Wrapper python scripts configure the memory associated to each component and then run the simulation accordingly:

$ python ./simulations/run_simulation_fse.py --type <MODEL_TYPE> --pcap <PCAP_FILE> --hh_perc <HH_PERCENTAGE> --proba_threshold <THRESHOLD> --ap <AP_SCORE> --fnr <FNR> --fpr <FPR> --ms <MODEL_SIZE>
  • MODEL_TYPE: onnx-pre-bins | five-tuple | oracle | random | synth-ap | synth-rates
  • PCAP_FILE: network trace file in pcap format
  • HH_PERCENTAGE: percentage of flows we want to send to the Elephant Tracker
  • THRESHOLD: classification threshold, only use when MODEL_TYPE=synth-ap
  • AP_SCORE: desired ap-score, only use when MODEL_TYPE=synth-ap
  • FNR: desired false negative rate, only use when MODEL_TYPE=synth-rates
  • FPR: desired false positive rate, only use when MODEL_TYPE=synth-rates
  • MODEL_SIZE: model size in KB
  • [OPTIONAL] --tcp_only: ignore non-tcp traffic

The simulation generates output files under the output/<TRACE>/<PROTOCOL>/top_<HH_PERCENTAGE>_pct/fse/<STAT_FOLDER> folders. particular:

  • fm: flows left in the Flow Manager at the end of the simulation
  • fm_evicted: flows evicted from the flow manager
  • gt: flow size ground truth for all flows
  • cms: flows added to the CMS (Mice Tracker) and their size estimation
  • ht: flows added to the Elephant Tracker and their size
  • simulation_configuration: a dump of the simulation parameters (e.g., pcap file, model file, component sizes, etc.)
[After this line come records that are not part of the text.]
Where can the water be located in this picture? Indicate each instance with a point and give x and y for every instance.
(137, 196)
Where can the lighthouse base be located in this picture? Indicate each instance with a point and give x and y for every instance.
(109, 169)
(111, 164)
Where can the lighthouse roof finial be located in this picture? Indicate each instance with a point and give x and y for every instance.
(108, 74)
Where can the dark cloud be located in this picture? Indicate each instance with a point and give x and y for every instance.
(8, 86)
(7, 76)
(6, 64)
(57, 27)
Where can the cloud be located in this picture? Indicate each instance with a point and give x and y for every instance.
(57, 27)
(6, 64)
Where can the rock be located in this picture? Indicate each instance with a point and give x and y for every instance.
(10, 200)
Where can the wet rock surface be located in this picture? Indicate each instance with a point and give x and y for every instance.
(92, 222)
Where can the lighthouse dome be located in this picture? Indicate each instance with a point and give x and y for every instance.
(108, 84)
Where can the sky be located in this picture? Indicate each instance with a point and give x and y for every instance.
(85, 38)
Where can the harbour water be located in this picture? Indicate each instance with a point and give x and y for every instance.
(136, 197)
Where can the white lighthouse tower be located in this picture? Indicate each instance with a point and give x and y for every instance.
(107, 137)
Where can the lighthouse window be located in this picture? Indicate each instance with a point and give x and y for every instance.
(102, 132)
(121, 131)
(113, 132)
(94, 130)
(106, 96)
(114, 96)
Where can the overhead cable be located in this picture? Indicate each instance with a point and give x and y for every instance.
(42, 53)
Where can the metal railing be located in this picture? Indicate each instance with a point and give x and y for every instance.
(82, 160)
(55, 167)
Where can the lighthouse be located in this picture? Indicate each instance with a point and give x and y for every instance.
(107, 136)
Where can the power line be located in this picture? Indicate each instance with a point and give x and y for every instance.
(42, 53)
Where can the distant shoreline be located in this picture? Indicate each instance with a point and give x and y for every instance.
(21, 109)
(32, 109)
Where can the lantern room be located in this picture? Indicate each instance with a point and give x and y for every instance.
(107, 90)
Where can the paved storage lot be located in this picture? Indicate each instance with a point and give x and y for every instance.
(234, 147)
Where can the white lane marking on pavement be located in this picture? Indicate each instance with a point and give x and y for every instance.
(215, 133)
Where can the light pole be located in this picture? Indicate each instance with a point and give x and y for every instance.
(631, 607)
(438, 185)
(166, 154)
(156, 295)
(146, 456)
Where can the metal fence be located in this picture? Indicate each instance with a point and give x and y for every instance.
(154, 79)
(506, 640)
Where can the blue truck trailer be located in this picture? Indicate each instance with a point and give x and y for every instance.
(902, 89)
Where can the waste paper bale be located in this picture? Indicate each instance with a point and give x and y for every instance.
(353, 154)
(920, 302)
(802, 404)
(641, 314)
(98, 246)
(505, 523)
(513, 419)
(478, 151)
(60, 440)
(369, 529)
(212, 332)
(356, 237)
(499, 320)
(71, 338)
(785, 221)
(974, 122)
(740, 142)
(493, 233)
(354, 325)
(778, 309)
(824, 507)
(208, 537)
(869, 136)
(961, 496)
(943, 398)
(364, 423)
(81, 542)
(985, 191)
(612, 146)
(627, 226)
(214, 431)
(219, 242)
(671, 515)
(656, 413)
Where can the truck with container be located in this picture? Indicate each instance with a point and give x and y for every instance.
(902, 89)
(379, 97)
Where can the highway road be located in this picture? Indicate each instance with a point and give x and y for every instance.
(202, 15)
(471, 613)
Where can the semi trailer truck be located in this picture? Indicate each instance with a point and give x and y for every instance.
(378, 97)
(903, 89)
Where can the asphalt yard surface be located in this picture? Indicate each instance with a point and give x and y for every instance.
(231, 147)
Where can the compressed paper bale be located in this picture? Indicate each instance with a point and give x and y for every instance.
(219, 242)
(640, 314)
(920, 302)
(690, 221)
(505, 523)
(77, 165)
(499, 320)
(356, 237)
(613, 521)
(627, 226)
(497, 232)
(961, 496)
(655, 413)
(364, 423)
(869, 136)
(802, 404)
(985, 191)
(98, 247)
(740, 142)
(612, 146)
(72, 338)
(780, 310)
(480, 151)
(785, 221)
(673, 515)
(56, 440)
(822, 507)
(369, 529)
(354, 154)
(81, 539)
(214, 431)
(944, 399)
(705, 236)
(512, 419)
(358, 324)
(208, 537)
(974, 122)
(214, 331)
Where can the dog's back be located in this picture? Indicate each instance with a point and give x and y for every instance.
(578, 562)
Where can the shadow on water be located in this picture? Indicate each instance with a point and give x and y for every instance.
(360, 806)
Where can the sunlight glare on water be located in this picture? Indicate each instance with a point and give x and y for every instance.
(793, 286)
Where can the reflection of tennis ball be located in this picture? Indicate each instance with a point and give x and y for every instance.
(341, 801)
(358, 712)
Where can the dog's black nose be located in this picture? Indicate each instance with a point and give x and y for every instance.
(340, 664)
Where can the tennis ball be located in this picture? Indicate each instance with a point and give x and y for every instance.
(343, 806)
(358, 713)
In every <STAT_FOLDER>, the output files will be named identically based on the <MODEL_TYPE> (e.g., coda.csv for type onnx-pre-bins, which is our solution).

Same applies for the IAT use case, using ./simulations/run_simulation_iat.py instead (ddsketch stats are given in place of cms and ht).

Error

After running the simulation:

$ python ./simulations/error_fse.py --trace=<PCAP_FILE> --perc=<HH_PERCENTAGE> --memory=<FSE_MEMORY> --packet_limit=<FLOW_MANAGER_PACKET_LIMIT> --model=<OUTPUT_FILE_NAME>
  • PCAP_FILE: network trace file in pcap format
  • HH_PERCENTAGE: percentage of flows we send to the Elephant Tracker
  • FSE_MEMORY: base memory dedicated to the use case structures, currently hardcoded to 1.0MB
  • FLOW_MANAGER_PACKET_LIMIT: matches the one passed to the main executable, currently always 5 if run through the python wrapper
  • OUTPUT_FILE_NAME: this has to match the model suffix used to name output files concerning the simulation (see above)
  • [OPTIONAL] --tcp_only: ignore non-tcp traffic

This generates a file with the same name as the previous outputs (OUTPUT_FILE_NAME) under the error folder. For the FSE use case, it computes the Average Weighted Absolute Estimation error (AWAE), while for IAT (python/error_fse.py), the script computes the Mean Relative Error on the 50th, 75th, 90th, 95th and 99th quantiles.